The Chip Industry Is In Trouble. Let’s See Why
Sep 19, 2022
For semiconductor producers, the months follow one another and appear to be the same.
There is a never-ending loop of bad news for these businesses, whose processors power practically everything of the modern stuff we use in our everyday lives, whether phones, laptops, PCs, video games, televisions, electrical gadgets, vehicles, and so on.
Microprocessors and graphics cards are also required by businesses in their day-to-day operations, whether for a data center or the cloud.
Fears of a harsh landing in the economy owing to aggressive interest rate rises by the Federal Reserve to combat inflation at its highest in 40 years have been a concern for Nvidia, Advanced Micro Devices, Intel, Micron, and Qualcomm for months.
What Is Going On With Stocks
As a result, the stock market performance of these companies since the beginning of September has been predictably terrible. Nvidia shares have declined by more than 13% since the end of August, while AMD shares have fallen by 9.2% since the end of August, despite having recovered strongly after the publication of second-quarter earnings. Over the same time frame, Intel shares declined 8.2%, Micron shares fell 5.1%, and Qualcomm shares fell 5.5%.
Investors are concerned that if the Fed continues to raise interest rates at such a rapid and considerable rate, it will precipitate a recession. In the event of a recession, people and companies will dramatically cut back on their expenditures. These arbitrations will mostly affect technical goods and service acquisitions. For example, a customer who is regular replacing phones on a regular basis will most likely postpone the next purchase in order to preserve money in the case of a severe hit due to economic uncertainty.

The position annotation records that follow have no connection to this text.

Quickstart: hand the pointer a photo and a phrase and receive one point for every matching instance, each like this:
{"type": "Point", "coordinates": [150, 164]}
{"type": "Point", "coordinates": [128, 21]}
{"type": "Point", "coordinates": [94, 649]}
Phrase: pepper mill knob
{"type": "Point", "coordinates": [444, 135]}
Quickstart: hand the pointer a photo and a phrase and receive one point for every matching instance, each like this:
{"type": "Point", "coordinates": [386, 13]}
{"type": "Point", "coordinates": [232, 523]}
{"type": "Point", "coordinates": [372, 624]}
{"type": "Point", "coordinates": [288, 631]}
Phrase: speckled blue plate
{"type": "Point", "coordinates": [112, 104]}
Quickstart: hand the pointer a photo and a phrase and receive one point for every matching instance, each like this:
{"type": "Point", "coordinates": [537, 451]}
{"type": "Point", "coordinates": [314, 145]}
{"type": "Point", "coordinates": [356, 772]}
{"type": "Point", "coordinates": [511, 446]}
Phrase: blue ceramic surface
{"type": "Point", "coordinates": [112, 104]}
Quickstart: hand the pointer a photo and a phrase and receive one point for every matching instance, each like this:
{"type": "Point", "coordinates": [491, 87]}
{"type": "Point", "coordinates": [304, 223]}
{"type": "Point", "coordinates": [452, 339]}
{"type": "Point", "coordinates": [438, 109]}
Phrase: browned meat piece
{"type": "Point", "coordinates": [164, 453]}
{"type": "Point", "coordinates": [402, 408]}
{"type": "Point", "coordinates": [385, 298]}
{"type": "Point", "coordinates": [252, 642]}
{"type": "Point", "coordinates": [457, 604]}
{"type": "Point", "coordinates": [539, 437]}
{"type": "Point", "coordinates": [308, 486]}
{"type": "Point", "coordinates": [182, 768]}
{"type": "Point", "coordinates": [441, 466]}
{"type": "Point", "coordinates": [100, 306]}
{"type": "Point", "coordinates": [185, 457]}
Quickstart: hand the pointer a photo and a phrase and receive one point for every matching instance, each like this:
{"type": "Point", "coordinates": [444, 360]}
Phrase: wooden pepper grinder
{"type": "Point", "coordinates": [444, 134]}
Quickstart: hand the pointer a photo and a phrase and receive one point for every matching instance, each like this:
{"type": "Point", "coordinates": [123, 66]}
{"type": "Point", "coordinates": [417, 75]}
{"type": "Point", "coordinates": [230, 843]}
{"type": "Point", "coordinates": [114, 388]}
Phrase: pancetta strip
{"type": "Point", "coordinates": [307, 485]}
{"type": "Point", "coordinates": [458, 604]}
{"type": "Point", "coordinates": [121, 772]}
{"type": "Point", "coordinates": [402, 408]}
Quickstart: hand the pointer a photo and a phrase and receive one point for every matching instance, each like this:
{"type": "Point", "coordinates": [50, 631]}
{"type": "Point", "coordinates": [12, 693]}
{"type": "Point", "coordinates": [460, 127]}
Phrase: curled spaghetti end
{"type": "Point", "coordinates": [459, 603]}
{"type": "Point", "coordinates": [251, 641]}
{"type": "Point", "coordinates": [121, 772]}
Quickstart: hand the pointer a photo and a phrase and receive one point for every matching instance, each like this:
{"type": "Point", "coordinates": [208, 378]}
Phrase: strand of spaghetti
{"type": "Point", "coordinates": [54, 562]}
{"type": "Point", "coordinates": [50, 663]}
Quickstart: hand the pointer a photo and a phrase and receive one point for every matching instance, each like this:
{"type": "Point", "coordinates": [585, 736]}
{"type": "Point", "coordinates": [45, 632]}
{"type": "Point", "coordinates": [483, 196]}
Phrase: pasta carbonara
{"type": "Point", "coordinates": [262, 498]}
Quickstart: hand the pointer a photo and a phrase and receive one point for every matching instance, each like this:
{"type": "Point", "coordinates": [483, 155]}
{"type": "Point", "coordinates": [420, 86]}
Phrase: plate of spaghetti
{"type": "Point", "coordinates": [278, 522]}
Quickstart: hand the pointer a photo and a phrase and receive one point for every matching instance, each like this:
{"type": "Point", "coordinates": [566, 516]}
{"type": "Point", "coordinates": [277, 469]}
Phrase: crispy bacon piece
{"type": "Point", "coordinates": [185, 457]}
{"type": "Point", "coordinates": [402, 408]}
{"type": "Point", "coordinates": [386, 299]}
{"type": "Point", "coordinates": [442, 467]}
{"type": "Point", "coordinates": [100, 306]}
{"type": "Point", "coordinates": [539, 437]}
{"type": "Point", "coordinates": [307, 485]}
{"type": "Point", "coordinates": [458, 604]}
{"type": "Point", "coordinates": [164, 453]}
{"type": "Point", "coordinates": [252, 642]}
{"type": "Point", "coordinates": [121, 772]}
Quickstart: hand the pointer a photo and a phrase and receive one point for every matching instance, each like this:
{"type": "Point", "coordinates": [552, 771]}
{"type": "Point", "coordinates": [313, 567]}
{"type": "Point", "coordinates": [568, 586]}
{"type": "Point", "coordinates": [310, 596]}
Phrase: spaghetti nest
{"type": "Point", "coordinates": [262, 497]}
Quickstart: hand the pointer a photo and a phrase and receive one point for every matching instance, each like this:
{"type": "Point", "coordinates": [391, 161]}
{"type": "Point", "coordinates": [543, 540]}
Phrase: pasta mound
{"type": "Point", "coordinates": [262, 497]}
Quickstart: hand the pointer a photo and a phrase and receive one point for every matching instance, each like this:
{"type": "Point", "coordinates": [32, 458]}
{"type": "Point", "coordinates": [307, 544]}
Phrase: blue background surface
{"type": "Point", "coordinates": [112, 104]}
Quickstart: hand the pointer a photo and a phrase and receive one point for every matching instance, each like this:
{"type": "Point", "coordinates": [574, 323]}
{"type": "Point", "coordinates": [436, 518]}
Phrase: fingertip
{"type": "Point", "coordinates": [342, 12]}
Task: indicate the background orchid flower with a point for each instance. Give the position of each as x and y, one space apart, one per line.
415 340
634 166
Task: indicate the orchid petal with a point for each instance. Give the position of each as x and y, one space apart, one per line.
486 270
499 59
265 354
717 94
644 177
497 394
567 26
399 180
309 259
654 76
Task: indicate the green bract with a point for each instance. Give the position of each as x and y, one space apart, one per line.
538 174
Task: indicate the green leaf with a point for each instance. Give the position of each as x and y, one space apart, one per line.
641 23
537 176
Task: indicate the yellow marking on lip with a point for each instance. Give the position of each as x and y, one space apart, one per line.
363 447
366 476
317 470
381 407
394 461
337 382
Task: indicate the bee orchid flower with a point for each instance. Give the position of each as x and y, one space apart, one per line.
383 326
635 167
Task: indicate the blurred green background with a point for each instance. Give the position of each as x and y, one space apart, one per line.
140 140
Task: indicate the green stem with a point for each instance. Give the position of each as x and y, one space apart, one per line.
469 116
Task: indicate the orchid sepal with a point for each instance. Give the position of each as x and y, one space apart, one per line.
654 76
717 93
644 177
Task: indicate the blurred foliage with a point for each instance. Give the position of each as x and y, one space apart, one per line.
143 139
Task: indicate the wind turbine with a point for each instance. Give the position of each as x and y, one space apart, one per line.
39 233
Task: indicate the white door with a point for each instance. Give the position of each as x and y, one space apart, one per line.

And the latest inflation figures suggest that it is not abating, giving investors hope that the central bank will boost interest rates even more during its two-day monetary meeting on September 20-21.
Core consumer prices in the United States increased 0.6% last month, driven not just by rising rents but also by intensifying pressures across a wide variety of items and services. According to data from the Bureau of Labor Statistics, pressures in the world's largest economy have yet to peak.
"Today's CPI report indicates that the United States has a major inflation problem," former Secretary Treasury Larry Summers tweeted. He is one observer who believes the Fed should accelerate its monetary tightening.
Nvidia - The Issues Don't End
The semiconductor industry is further hindered by the ongoing trade war between the United States and China. According to Reuters, the Biden administration is set to officially impose an export prohibition on powerful AI accelerators to China by AMD, Nvidia, and others. The export of Nvidia's A100 and H100 AI accelerators, as well as AMD's MI250X GPUs, was prohibited by the embargo, which was announced late last month. Nvidia has warned that this limitation might cost them $400 million in revenue in the following quarter.
The money earned by semiconductors supplied to the crypto business might also fall in the next months since Ethereum, the second most popular platform behind Bitcoin, will update its transaction validation method on September 15. The new transaction validation mechanism necessitates fewer computers, which necessitates fewer graphics cards and less sophisticated semiconductors.
This last issue is more special to Nvidia, whose sales of gaming processors are already being hampered by China's anti-Covid-19 lockdowns.
The World Semiconductor Trade Statistics, a non-profit organization that records shipments, has reduced its sales forecast for 2022 to a 13.9% increase from 16.3% before. Global semiconductor sales are now estimated to reach $633 billion in 2022. Sales will only grow by 4.6% in 2023.
However, industry sources think that the present dip is just transitory since AI and robotics will become increasingly important in the economy in the next few years.